Dans le cadre de Rev3, la dynamique collective initiée depuis presque dix ans par la Région Hauts-de-France et la Chambre de commerce et d'industrie des Hauts-de-France pour promouvoir une économie durable et décarbonée, les autorités locales ont consenti des efforts financiers substantiels pour attirer des industriels sur les terres nordistes. Avec un succès certain. Ainsi, Automotive Cells Company (ACC), la coentreprise créée par le Groupe PSA et Total, rejoints par Mercedes, pour développer et fabriquer des batteries, a inauguré sa première giga-usine à Billy Berclau/Douvrin, près de Lens, en mai dernier. « Nous avons déjà 450 salariés, et nous en aurons 2 000 en 2030, pour produire 800 000 batteries par an, essentiellement pour Mercedes et Stellantis. L'Europe aura besoin de 9 à 12 millions de batteries par an dans les années à venir, ce qui implique d'implanter environ 25 gigafactories en Europe », indique Matthieu Hubert, secrétaire général d'ACC.
De même, Verkor, une start up grenobloise créée en 2020, a choisi le site de Bourbourg, près de Dunkerque, pour lancer la production de modules et de cellules de batteries électriques. « Nos premières batteries seront pour les Alpines, Renault étant notre partenaire stratégique », précise Sylvain Paineau, cofondateur de Verkor. Opérationnelle en 2025, l'usine devrait équiper un million de voitures électriques d'ici 2030. Enfin, à Douai, le groupe sino-japonais Envision, en partenariat avec Renault, va implanter une usine l'an prochain et prévoit d'équiper 400 000 voitures électriques à horizon 2030, tandis que le Taïwanais ProLogium a choisi le port de Dunkerque pour une gigafactory qui devrait voir le jour en 2026, dans l'objectif d'équiper à terme de 500 000 à 700 000 véhicules électriques par an.
Battery Valley
Au point que déjà, on parle d'une « Battery Valley », avec 20 000 emplois au total à la clé et la création d'un écosystème complet. La Région des Hauts-de-France espère en effet attirer également des sous-traitants en amont et en aval, avec notamment des capacités de recyclage des batteries. A cet égard, les groupes Orano, spécialiste de la valorisation et de la transformation des matières nucléaires, et XTC New Energy, producteur de matériaux de cathodes pour batteries, ont annoncé leur intention de créer deux usines à Dunkerque. Autant d'éléments que ne perd pas de vue Xavier Bertrand, la feuille de route de Rev3 incluant l'économie circulaire.
L'autre défi, la formation
Le rêve des Hauts-de-France est donc bien en passe de se concrétiser. Mais encore faut-il, pour tous ces industriels, qu'ils trouvent les compétences nécessaires à leur déploiement.

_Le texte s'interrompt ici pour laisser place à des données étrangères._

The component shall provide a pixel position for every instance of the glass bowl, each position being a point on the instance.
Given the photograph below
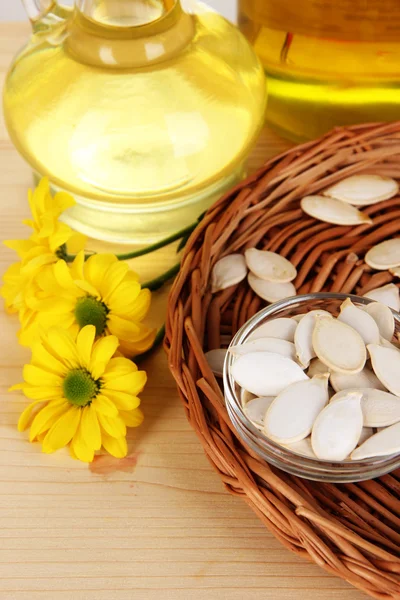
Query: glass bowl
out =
(273, 453)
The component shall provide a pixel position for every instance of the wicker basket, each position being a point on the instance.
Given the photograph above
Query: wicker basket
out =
(351, 530)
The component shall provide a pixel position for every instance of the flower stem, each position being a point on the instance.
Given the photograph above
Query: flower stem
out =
(157, 341)
(159, 281)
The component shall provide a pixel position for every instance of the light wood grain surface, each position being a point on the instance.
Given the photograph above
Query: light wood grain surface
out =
(158, 525)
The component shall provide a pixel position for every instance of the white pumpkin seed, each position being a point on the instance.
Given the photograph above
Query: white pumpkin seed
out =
(395, 271)
(384, 443)
(282, 328)
(216, 359)
(256, 409)
(385, 255)
(379, 409)
(359, 320)
(363, 190)
(265, 373)
(383, 317)
(366, 433)
(303, 337)
(386, 364)
(364, 379)
(302, 447)
(275, 345)
(317, 367)
(337, 428)
(338, 345)
(387, 294)
(270, 266)
(292, 414)
(228, 271)
(333, 211)
(271, 291)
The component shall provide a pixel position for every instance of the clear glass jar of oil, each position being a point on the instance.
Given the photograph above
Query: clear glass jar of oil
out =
(328, 62)
(141, 109)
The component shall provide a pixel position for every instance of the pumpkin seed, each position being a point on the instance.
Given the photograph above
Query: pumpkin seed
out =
(265, 373)
(333, 211)
(282, 328)
(266, 345)
(386, 364)
(303, 337)
(383, 317)
(359, 320)
(216, 359)
(363, 190)
(338, 428)
(387, 294)
(364, 379)
(338, 345)
(270, 266)
(292, 414)
(271, 291)
(228, 271)
(256, 409)
(383, 443)
(385, 255)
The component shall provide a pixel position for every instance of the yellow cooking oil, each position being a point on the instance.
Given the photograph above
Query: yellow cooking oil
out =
(328, 62)
(143, 110)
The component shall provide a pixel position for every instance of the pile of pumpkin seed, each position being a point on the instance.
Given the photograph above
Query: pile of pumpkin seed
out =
(323, 387)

Et c'est peut-être là le plus grand défi industriel... Si la région est la troisième en France en nombre d'ingénieurs formés dans les 21 écoles établies sur le territoire, il faut sans cesse attirer de nouveaux étudiants, puis s'assurer qu'ils s'y installent pour travailler. « Nous avons encore des difficultés », admet Antoine Macret, directeur de Hauts-de-France Innovation & Développement (HDFID), l'agence qui accompagne les entreprises et les start-up.

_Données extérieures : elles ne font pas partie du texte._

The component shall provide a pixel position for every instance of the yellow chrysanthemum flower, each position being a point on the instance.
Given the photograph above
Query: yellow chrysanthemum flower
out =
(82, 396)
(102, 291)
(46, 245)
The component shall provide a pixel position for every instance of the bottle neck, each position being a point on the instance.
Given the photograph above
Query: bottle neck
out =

Différents dispositifs ont été lancés. Ils vont du tutorat dans les lycées de la région, pour susciter des vocations chez des jeunes issus de la diversité sociale, à des systèmes de mobilité dans les écoles d'ingénieurs, pour offrir un parcours international attrayant, en passant par des appels à projets en matière d'innovation pédagogique. Benoît Robyns, directeur de la recherche par intérim de Junia, une école d'ingénieurs, et vice-président transition énergétique et sociétale de l'Université Catholique de Lille, parie aussi sur l'apprentissage, de plus en plus prisé par les jeunes, à l'inverse des prépas, délaissées, et surtout, sur la co-construction des formations entre établissements d'enseignement et employeurs. « Nous devons travailler davantage ensemble pour nous assurer de l'adéquation des formations par rapport à la demande et éviter les tensions que nous connaissons sur les ingénieurs », confirme Amélie Fenzy, fondatrice et dirigeante de Valeurs & Valeur, un cabinet spécialisé dans le recrutement et la formation.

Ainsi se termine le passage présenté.